The news is helping prop up the struggling Euro, which has in turn driven the dollar down as risk appetites increased in early morning trading. Gold has responded by rebounding significantly and again testing the $1750 level. Some psychological resistance seems to be materializing around $1750 so a close above that level may indicate an upcoming test of technical resistance at $1765. From that point, there is precious little standing in the way of a renewed run at $1900 and a test of the previous all-time high.
Also bolstering gold demand was the news that the Bank of England is embarking on yet another round of quantitative easing, designed to further loosen credit conditions in the stalling British economy. Driven by fears that the Greek crisis will spill over and effect the fragile recovery in England, the British central bank has committed to buy another roughly $80 billion worth of government bonds. This move will bring the central bank’s total government bond portfolio to more than $500 billion, or over 20% of the nation’s annual GDP. The purchases will be funded by electronically created money.
Both of these new drivers for the gold market are appearing at a time when gold has already assumed a very bullish technical posture. The ratio of short to long positions in the futures market has tipped in favor of higher prices, and gold has broken cleanly out of its trading range below $1700. The most similar comparison we have for the current climate is that of the early summer last year. Gold went through a period of solid but modest gains between February and July of last year, when average prices rose from roughly $1370 to about $1570, a change of around 13%. Then, after a solid base was established, gold went on a two-month tear all the way up to $1900 and beyond, posting the best month over month performance in over 10 years.

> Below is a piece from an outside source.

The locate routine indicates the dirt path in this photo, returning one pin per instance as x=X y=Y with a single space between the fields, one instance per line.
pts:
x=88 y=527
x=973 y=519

Going into 2012, the picture is starting to look very similar. Beginning in December of last year, gold has been undergoing the same base building process, with steady and measured gains occurring almost every week. Prices have stabilized and grown by roughly 13% on the year, and are trending steadily upward. If last summer’s market is any indication, this long period of slow growth and consolidation in the gold market could mark the precursor to another record breaking run. The major short positions have been squeezed out of the market, and there is plenty of speculative money on the sidelines waiting for the buy signal. Once it comes, it will likely be game-on again for the gold market, so watch closely in the coming days.